NOTE: This query is running on an EngineYard Postgres instance. I am not immediately aware of the parameters it has set up. Also, columns applicable_type and status in the items table are of extension type citext.
The following query can take in excess of 60 seconds to return rows:
SELECT items.item_id,
CASE when items.sku is null then items.title else concat(item.title, ' (SKU: ', items.sku, ')') END title,
items.listing_status, items.updated_at, items.id,
items.sku, count(details.id) detail_count
FROM "items" LEFT OUTER JOIN details ON details.applicable_id = items.id
and details.applicable_type = 'Item'
and details.status = 'Valid'
LEFT OUTER JOIN products ON products.id = items.product_id
WHERE "items"."user_id" = 3
GROUP BY items.id
ORDER BY title asc
LIMIT 25 OFFSET 0
The details
table contains 6.5M rows.
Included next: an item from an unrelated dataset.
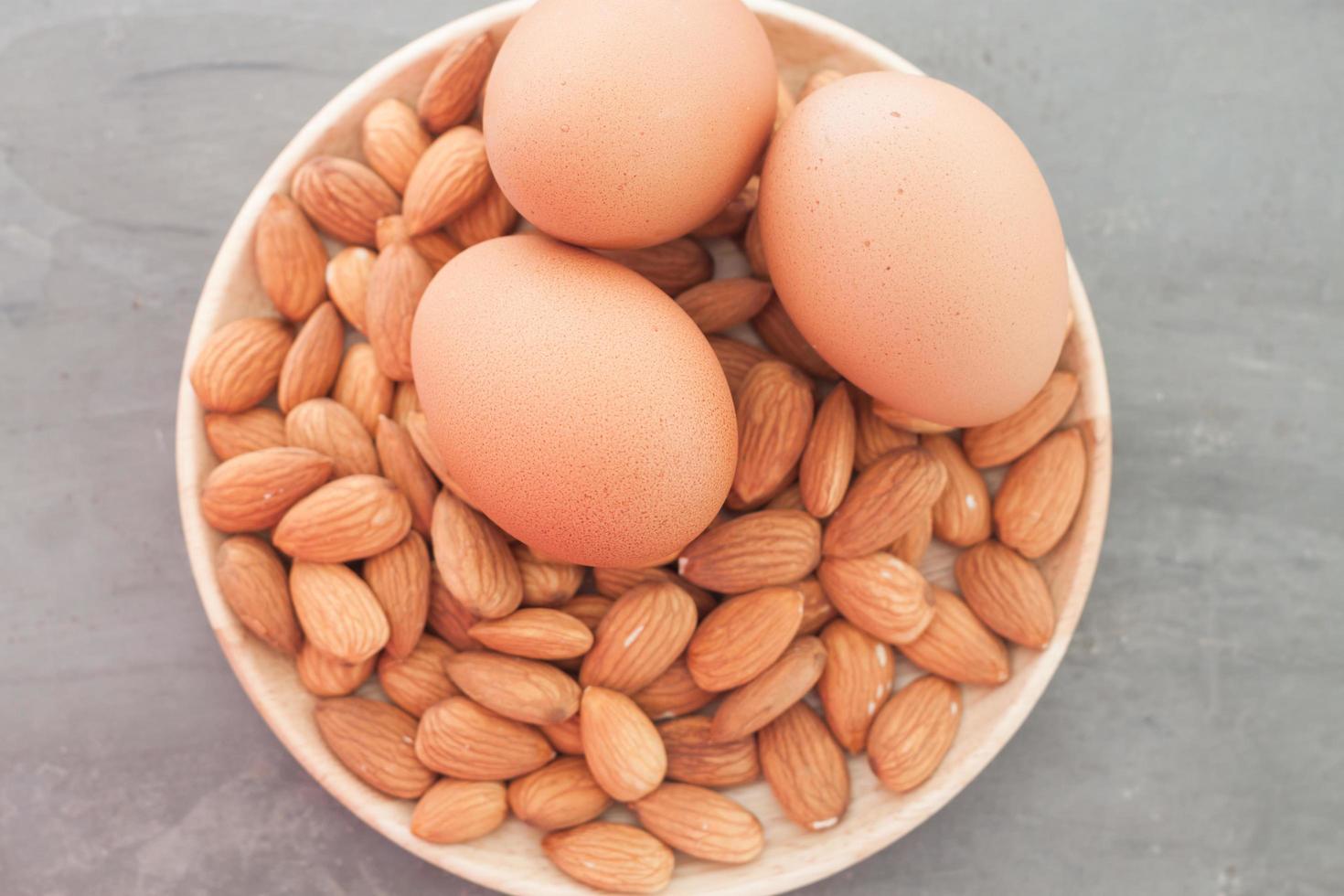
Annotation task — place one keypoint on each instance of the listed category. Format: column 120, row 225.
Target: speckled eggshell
column 914, row 243
column 621, row 125
column 572, row 400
The LEFT OUTER JOIN
to it does a sequential scan on applicable_id
. Cardinality-wise, that column has 120K distinct possibilities across 6.5M rows.
I have a btree index on details
with the following columns:
applicable_id
applicable_type
status
but really, applicable_id
and applicable_type
have low cardinality.
My explain analyze
looks like this:
Limit (cost=247701.59..247701.65 rows=25 width=118) (actual time=28781.090..28781.098 rows=25 loops=1)
-> Sort (cost=247701.59..247703.05 rows=585 width=118) (actual time=28781.087..28781.090 rows=25 loops=1)
Sort Key: (CASE WHEN (items.sku IS NULL) THEN (items.title)::text ELSE pg_catalog.concat(items.title, ' (SKU: ', items.sku, ')') END)
Sort Method: top-N heapsort Memory: 30kB
-> HashAggregate (cost=247677.77..247685.08 rows=585 width=118) (actual time=28779.658..28779.974 rows=664 loops=1)
-> Hash Right Join (cost=2069.47..247645.64 rows=6425 width=118) (actual time=17798.898..28742.395 rows=60047 loops=1)
Hash Cond: (details.applicable_id = items.id)
-> Seq Scan on details (cost=0.00..220591.65 rows=6645404 width=8) (actual time=6.272..27702.717 rows=6646205 loops=1)
Filter: ((applicable_type = 'Listing'::citext) AND (status = 'Valid'::citext))
Rows Removed by Filter: 942
-> Hash (cost=2062.16..2062.16 rows=585 width=118) (actual time=1.286..1.286 rows=664 loops=1)
Buckets: 1024 Batches: 1 Memory Usage: 90kB
-> Bitmap Heap Scan on items (cost=16.87..2062.16 rows=585 width=118) (actual time=0.157..0.748 rows=664 loops=1)
Recheck Cond: (user_id = 3)
-> Bitmap Index Scan on index_items_on_user_id (cost=0.00..16.73 rows=585 width=0) (actual time=0.141..0.141 rows=664 loops=1)
Index Cond: (user_id = 3)
Total runtime: 28781.238 ms
I think you need an index on applicable_id column only (without applicable_type, status columns). You may also need to increase default_statistics_target param (system wide or better for applicable_id column only) so postgresql had better guess about number of rows in joining.
Do you have an index on the expression that yields the title? Better yet, one on (user_id, title_expression).
If not, that might be an excellent thing to add, so as to nestloop through the first 25 rows of an index scan, seeing that Postgres can't reasonably guess which random 25 rows (hence the seq scan you're currently getting on the joined table) will be needed.